I don't think there's anything out there in the that matches the volume of deployed HTML, CSS and JS in the wild.
The horribly sad part is that HTML, CSS and JS are a gigantic Rube Goldberg implementation of "run arbitrary code in a safe sandbox," because the Web is also the world's biggest collection of legacy dependency.
IMHO, the source of the engineering cringe making everything so much sadder and less than what it could be is that the W3C/WHATWG/IETF/etc are made up of consortiums of large, foghorn-equipped corporations - corporations that have vested interests in advertising, consumer retention, and strong guarantees of indefinite consumption.
I've never really gotten the reasoning behind the technical directions the Web's gone in; a lot of things have stuck and worked, but so many more have flopped, yet the associated implementations for both the successes and failures have to be maintained going forward indefinitely.
The iterative pace on the various Web standards is another problem - things go so fast that the implementations can never get really really good, and Chrome uses literally all of your memory (whether you have 2GB or 20GB, apparently!) as a result.
---
Regarding $terminal_emulator being faster than VGA, I can emphatically state that virtually all of them are disasterously slow. aterm had some handcoded SSE circa 2001 to support fake window shadowing (fastcopy the portion of the root window image underneath the terminal window whenever the window is moved; use SSE to darken the snagged area; apply as terminal window background) but besides that sort of thing, terminal emulators have more or less never been bastions of speed.
If by VGA you mean true textmode (the 720x400 kind, generated entirely by the video card), I don't think there's much that's faster than that. Throw setfont and the Cyr_a8x8 font in there to get 80x50 (I think it is, or 80x43) and you have something hard to beat, since spamming ASCII characters at the video card's memory will always be faster than addressing pixels in a framebuffer.
Which is why GPU-accelerated terminal emulators are so interesting: they're eliminating as many software/architectural bottlenecks as possible to make those expensive framebuffer updates as quick as possible. It's definitely the way to go; games are generally rated on their ability to push GPUs to >60fps at 1080p (and increasingly 2K/4K/8K), so the capacity is really there.
The i3 window manager could be considered one of many comparable similar implementations to tmux. It's not perfect (it's not as configurable as I'd prefer), but it'd get you X and the ability to view media more easily.

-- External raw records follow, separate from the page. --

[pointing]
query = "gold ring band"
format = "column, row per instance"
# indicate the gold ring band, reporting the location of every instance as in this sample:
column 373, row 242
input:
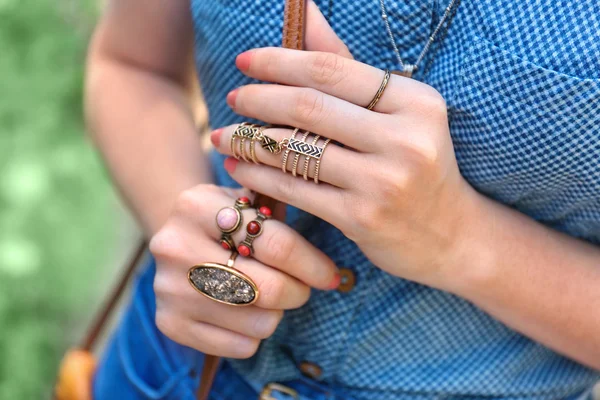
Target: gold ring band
column 318, row 164
column 384, row 83
column 297, row 155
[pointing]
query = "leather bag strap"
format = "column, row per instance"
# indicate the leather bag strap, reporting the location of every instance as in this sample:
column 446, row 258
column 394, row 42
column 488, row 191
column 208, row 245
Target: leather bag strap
column 294, row 21
column 293, row 24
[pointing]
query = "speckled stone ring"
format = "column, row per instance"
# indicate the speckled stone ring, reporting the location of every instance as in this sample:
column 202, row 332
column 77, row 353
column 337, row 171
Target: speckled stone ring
column 223, row 283
column 254, row 230
column 229, row 220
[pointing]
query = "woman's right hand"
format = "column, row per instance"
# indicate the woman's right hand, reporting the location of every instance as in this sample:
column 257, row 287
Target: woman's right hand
column 284, row 267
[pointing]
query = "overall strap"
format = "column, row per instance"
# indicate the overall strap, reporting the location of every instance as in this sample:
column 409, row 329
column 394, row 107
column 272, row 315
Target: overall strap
column 292, row 38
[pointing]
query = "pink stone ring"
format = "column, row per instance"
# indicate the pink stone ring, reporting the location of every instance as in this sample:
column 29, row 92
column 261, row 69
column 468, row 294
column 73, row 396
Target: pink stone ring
column 253, row 230
column 229, row 220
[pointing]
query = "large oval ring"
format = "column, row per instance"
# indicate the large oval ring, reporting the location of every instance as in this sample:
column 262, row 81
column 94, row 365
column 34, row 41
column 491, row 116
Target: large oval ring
column 223, row 283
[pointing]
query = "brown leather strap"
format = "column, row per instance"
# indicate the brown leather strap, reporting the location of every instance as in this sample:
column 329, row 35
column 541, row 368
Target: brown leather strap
column 99, row 322
column 209, row 371
column 292, row 38
column 293, row 24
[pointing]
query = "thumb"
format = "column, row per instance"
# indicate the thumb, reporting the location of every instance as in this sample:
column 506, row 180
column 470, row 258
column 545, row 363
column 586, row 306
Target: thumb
column 319, row 34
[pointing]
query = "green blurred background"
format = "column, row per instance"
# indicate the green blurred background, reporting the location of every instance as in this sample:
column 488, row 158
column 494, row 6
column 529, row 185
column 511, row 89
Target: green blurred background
column 62, row 231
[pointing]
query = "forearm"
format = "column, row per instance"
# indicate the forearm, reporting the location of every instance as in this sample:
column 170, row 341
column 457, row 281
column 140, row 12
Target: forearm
column 142, row 124
column 538, row 281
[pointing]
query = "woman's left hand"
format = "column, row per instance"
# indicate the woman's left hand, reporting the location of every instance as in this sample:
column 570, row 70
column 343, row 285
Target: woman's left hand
column 394, row 187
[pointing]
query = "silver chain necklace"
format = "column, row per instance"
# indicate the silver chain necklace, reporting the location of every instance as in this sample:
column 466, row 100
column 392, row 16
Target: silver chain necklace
column 408, row 69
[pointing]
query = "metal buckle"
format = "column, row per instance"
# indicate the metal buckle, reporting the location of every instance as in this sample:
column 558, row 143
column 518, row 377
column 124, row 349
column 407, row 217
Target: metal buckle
column 270, row 388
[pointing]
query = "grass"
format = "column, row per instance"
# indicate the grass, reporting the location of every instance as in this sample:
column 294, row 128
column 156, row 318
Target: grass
column 55, row 200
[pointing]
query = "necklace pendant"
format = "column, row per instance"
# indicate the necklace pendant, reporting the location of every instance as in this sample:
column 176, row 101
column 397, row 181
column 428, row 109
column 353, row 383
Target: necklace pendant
column 409, row 69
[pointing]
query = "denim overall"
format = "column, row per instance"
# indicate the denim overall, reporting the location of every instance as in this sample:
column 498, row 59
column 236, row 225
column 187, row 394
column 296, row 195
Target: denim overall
column 522, row 84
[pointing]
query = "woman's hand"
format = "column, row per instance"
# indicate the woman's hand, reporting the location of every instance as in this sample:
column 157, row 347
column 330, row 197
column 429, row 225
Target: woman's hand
column 394, row 188
column 284, row 268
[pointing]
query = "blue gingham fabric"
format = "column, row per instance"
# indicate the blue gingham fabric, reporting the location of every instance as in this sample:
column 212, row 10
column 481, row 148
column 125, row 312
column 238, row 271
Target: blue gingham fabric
column 522, row 84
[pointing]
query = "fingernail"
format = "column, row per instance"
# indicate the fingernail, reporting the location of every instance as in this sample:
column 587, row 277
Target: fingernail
column 215, row 137
column 242, row 61
column 230, row 164
column 231, row 96
column 336, row 281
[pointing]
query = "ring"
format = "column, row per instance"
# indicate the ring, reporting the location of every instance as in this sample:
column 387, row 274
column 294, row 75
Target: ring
column 384, row 83
column 253, row 230
column 297, row 155
column 266, row 143
column 244, row 131
column 223, row 283
column 229, row 220
column 302, row 148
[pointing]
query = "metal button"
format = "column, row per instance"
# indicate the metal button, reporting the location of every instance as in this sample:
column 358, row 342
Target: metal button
column 348, row 280
column 310, row 370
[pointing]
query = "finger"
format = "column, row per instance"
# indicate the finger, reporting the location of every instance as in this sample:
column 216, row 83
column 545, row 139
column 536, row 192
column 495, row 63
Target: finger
column 337, row 168
column 206, row 338
column 250, row 321
column 179, row 250
column 309, row 109
column 329, row 73
column 319, row 34
column 278, row 245
column 323, row 201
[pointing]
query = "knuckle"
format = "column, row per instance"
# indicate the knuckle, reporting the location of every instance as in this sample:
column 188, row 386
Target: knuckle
column 245, row 347
column 391, row 185
column 366, row 217
column 326, row 69
column 188, row 202
column 309, row 107
column 431, row 102
column 281, row 246
column 273, row 291
column 427, row 153
column 161, row 285
column 266, row 324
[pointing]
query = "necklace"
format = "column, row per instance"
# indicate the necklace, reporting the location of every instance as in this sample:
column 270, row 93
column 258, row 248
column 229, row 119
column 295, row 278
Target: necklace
column 408, row 69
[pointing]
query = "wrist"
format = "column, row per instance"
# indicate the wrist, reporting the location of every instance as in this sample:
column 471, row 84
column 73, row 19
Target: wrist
column 473, row 260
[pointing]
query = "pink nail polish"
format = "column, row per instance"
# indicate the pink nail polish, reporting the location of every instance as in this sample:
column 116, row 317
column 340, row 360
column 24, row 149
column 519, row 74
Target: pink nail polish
column 230, row 164
column 231, row 96
column 336, row 281
column 215, row 137
column 242, row 61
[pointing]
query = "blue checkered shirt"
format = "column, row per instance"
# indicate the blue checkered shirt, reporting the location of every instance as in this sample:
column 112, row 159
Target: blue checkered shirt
column 522, row 83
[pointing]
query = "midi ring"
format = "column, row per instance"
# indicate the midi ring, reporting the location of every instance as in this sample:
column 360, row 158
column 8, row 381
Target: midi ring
column 253, row 230
column 265, row 141
column 229, row 220
column 384, row 83
column 244, row 131
column 301, row 148
column 223, row 283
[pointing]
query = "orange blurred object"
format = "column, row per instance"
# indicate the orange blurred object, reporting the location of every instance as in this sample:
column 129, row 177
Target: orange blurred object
column 75, row 376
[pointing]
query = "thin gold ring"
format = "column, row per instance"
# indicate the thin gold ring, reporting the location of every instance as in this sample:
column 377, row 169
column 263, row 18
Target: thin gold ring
column 384, row 83
column 258, row 136
column 318, row 164
column 233, row 137
column 286, row 154
column 307, row 159
column 297, row 156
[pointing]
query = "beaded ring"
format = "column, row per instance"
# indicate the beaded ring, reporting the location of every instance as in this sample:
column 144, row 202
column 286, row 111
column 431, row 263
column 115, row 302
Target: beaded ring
column 229, row 220
column 253, row 230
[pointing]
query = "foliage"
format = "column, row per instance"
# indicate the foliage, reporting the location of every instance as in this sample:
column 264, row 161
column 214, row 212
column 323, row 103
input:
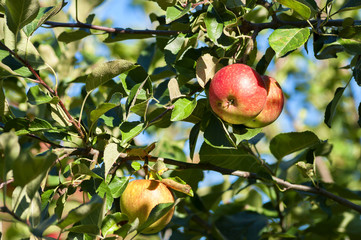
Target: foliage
column 77, row 124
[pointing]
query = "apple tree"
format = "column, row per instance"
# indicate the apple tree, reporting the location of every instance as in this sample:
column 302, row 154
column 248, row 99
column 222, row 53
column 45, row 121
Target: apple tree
column 87, row 106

I do really appreciate the tendency to want to view a computer as an industrial terminal appliance though. Task switching is still best done by associating tasks with different objects in physical space, so keeping the computer for terminal work and keeping tablets (et al) for other tasks does make legitimate sense.
---
Regarding data usage, that's a tricky one - most successful Internet companies provide some kind of service that necessarily requires the collection of arguably private information in exchange for a novel convenience. As an example, mapping services don't truly need your realtime location but having that means that they can stream the most relevant tiles of an always-up-to-date map to you. The alternative is storing an entire world map, or subsetted map(s) for the locations you think you'll need, but that'll kill almost all the storage on phones without massive SD cards.
---
I find elimination of unnecessary resource consumption a fun concept to explore, almost to the point of obsession. In this regard I often come back to Forth. I was reading this yesterday - http://yosefk.com/blog/my-history-with-forth-stack-machines.... - and it explores how Forth is essentially the mindset of eliminating ALL but the smallest functional expression of the irreducible complexity of an idea, often to the point of insanity. It's not a register-based language so it's never going to beat machine code for any modern processor, but it's a very very interesting concept to seriously explore, at least. (And I say that as someone interested in actually using Forth for something practical, as described in that article.)
---
AFAIK, the RPi actually boots off the GPU, or at least the older credit-card-sized ones did. I'm not sure about the current versions.
ATI released some documentation about their designs a while back with the subtext of enabling open-source driver development. I don't think that panned out as much as was hoped.
My understanding is that Intel has both NVIDIA and AMD beat nowadays when it comes to Linux graphics support; the two former vendors still heavily rely on proprietary drivers (on Linux) for a lot of functionality.
Sadly, since they both have to successfully compete in the market, they're unlikely to release their hardware designs in significant detail anytime soon. (Even if they did like the idea of merging, single gigantic monopolies have a lot of risk, and the behemoth that resulted would be impossible for Intel to compete with, likely.)
So, learning OpenCL and CUDA (depending on the GPU you have) is likely your best bet. There are extant established ecosystems of resources and domain knowledge for both implementations, and the relevant code is not too tragically licensed AFAIK.